Further, in S5, according to the number of times the ship collides with the obstacle, a penalty value corresponding to the number of times the ship collides with the obstacle is given, including: and if the number of times the ship collides with the obstacle is greater than a threshold value, giving the maximum punishment, otherwise, giving the weighted punishment of a standard punishment value, wherein the weighted coefficient is positively correlated with the number of times the obstacle collides.

Further, in S4, corresponding rewards are given according to the rewards domain rewards principle, including: and giving corresponding rewarding values according to the distance between the ship and the target point.

Further, in S6, a corresponding penalty is given according to the risk domain penalty principle, including: and giving corresponding punishment values according to the distance between the ship and the nearest obstacle.

Further, awarding the prize according to a general case prize principle in S6 includes: and giving corresponding rewarding values according to the distance between the ship and the target point.

Compared with the prior art, the invention has the following advantages:

According to the invention, the rewarding domain is added near the target point, the dangerous domain is added near the obstacle, and the counting principle is introduced to increase or decrease the obtained rewards or punishments, so that the convergence speed of the model is increased, and the ship can avoid the obstacle to reach the target point more quickly.

Based on the advantages, the invention can be widely popularized in the field of ship obstacle avoidance.

Drawings

In order to more clearly illustrate the embodiments of the present invention or the technical solutions in the prior art, the drawings that are required in the embodiments or the description of the prior art will be briefly described, and it is obvious that the drawings in the following description are some embodiments of the present invention, and other drawings may be obtained according to the drawings without inventive effort to a person skilled in the art.

FIG. 1 is a flow chart of a method for optimizing a bonus function of the invention.

FIG. 2 is a schematic diagram of an example environment.

FIG. 3 is a schematic diagram of an exemplary environment.

FIG. 4 is a schematic diagram of bonus points in an example environment one.

FIG. 5 is a schematic diagram of bonus points in an example environment II.

FIG. 6 is a graph of how many converges are compared in an example environment I.

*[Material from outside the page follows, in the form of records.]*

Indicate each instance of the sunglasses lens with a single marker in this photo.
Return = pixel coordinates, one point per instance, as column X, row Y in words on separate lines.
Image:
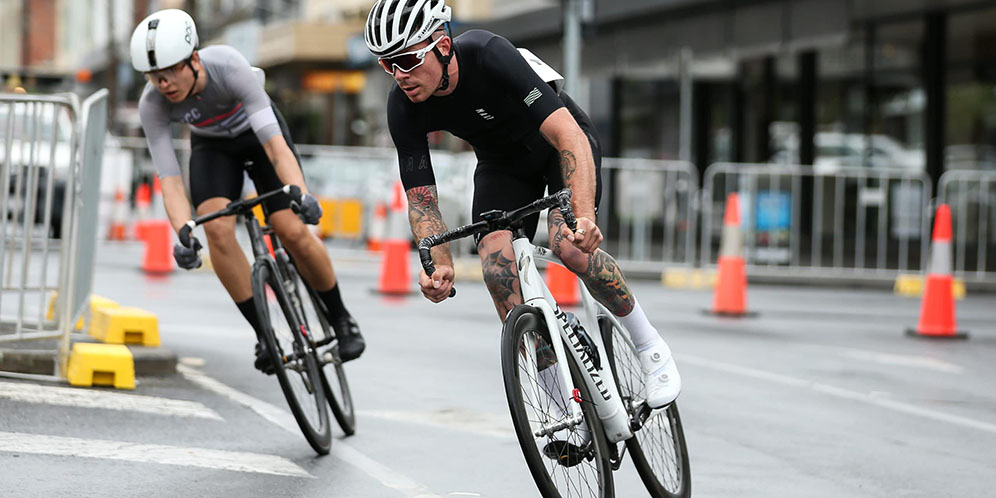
column 405, row 62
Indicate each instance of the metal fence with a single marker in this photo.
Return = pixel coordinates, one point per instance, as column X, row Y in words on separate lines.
column 652, row 215
column 852, row 223
column 971, row 194
column 50, row 163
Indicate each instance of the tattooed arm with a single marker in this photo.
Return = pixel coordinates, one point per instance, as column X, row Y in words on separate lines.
column 425, row 219
column 577, row 164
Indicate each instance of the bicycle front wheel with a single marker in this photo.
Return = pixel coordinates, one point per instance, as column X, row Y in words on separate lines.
column 568, row 457
column 294, row 359
column 658, row 448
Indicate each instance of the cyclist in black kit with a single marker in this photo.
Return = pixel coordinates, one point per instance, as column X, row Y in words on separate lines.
column 527, row 138
column 232, row 122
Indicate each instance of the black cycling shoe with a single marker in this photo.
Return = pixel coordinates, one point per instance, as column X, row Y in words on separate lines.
column 351, row 343
column 568, row 454
column 264, row 362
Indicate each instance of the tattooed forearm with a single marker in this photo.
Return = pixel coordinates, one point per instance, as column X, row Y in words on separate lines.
column 605, row 281
column 502, row 281
column 554, row 220
column 568, row 164
column 425, row 218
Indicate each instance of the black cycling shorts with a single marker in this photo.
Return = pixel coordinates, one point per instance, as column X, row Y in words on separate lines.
column 508, row 183
column 217, row 166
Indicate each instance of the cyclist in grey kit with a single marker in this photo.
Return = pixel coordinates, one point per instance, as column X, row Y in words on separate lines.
column 233, row 124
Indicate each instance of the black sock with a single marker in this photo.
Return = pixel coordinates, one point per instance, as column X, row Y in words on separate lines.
column 333, row 302
column 248, row 309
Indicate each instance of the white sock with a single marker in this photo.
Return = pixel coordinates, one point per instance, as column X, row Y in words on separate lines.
column 642, row 333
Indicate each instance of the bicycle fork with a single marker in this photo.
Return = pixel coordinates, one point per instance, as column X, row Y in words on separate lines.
column 599, row 379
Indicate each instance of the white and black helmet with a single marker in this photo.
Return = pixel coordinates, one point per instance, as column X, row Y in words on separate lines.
column 394, row 25
column 162, row 40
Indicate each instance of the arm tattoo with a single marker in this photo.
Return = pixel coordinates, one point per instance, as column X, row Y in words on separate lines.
column 555, row 220
column 605, row 281
column 568, row 164
column 423, row 211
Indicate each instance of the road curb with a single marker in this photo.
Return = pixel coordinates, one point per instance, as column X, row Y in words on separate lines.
column 149, row 362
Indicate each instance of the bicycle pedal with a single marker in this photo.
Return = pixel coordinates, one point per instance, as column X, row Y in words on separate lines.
column 568, row 454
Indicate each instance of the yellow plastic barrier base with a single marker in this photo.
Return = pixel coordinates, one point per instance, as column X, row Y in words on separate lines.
column 101, row 365
column 96, row 302
column 688, row 278
column 912, row 286
column 125, row 326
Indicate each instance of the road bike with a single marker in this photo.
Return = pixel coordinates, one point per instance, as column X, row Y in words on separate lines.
column 573, row 420
column 303, row 346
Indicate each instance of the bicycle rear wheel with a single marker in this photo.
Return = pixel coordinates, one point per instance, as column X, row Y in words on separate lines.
column 566, row 458
column 295, row 362
column 334, row 381
column 658, row 448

Fig. 7 is a chart showing how many times convergence is compared in the second example environment.

Detailed Description

In order that those skilled in the art will better understand the present invention, a technical solution in the embodiments of the present invention will be clearly and completely described below with reference to the accompanying drawings in which it is apparent that the described embodiments are only some embodiments of the present invention, not all embodiments. All other embodiments, which can be made by those skilled in the art based on the embodiments of the present invention without making any inventive effort, shall fall within the scope of the present invention.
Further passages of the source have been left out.